Cette année, le marathon de Tokyo attire 39 000 participants, prêts à arpenter les rues de la capitale japonaise ce dimanche, marquant ainsi le début de la saison des plus grands marathons internationaux. Jeudi dernier, les coureurs affluaient pour récupérer leurs dossards, impatients de vivre cette expérience unique.
« Courir lentement pour en profiter plus longtemps », confie Lionel, un marathonien parisien, en visant un temps de moins de quatre heures. Comme beaucoup d'autres, il ressent déjà l'excitation à l'approche du départ. Beaucoup s'expriment : « Hâte, exciting, J-3, can’t wait », disent-ils lors de la traditionnelle Marathon Expo.
Ce marathon, lancé en 2013 dans le cadre des World Major Marathons, donne le coup d'envoi d'une saison qui comprend des courses prestigieuses à Boston, Londres, New York, et au-delà, célébrant les 20 ans de ce circuit en 2026.
Pour Lionel, « voir une ville un jour de marathon, c’est la voir sous son meilleur jour ». Suvar, un coureur turc, renchérit : « C’est beau une ville qui court ». Tokyo est témoin d'une préparation colorée : oriflammes, produits dérivés, et affichages lumineux embellissent les rues. Yuji Kondo, dirigeant des sports au Yomiuri Shimbun, explique que « cette course fait partie intégrante de l'évolution de la culture marathon à Tokyo, traditionnellement centrée autour de l'Ekiden, une course par relais ».
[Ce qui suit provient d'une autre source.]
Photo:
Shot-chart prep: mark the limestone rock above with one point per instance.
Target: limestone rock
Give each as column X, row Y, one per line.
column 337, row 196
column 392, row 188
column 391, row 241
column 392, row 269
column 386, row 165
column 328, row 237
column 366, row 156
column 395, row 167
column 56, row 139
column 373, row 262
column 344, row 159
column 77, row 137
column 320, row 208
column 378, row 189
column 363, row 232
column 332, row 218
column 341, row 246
Alistair Foster, directeur marketing chez Asics, partenaire de l'événement, évoque le lien profond entre le Japon et la course à pied : « Le running n’est pas qu’une activité, c’est devenu une partie intégrante de notre identité. »
De nombreux coureurs internationaux, comme Diane d'Italie, trouvent que « c’est le marathon le plus culturellement riche, une expérience unique avec des bénévoles toujours prêts à aider. » Ce dernier représente une opportunité de découvrir Tokyo sous un jour inédit, rendant cet événement encore plus précieux pour tous.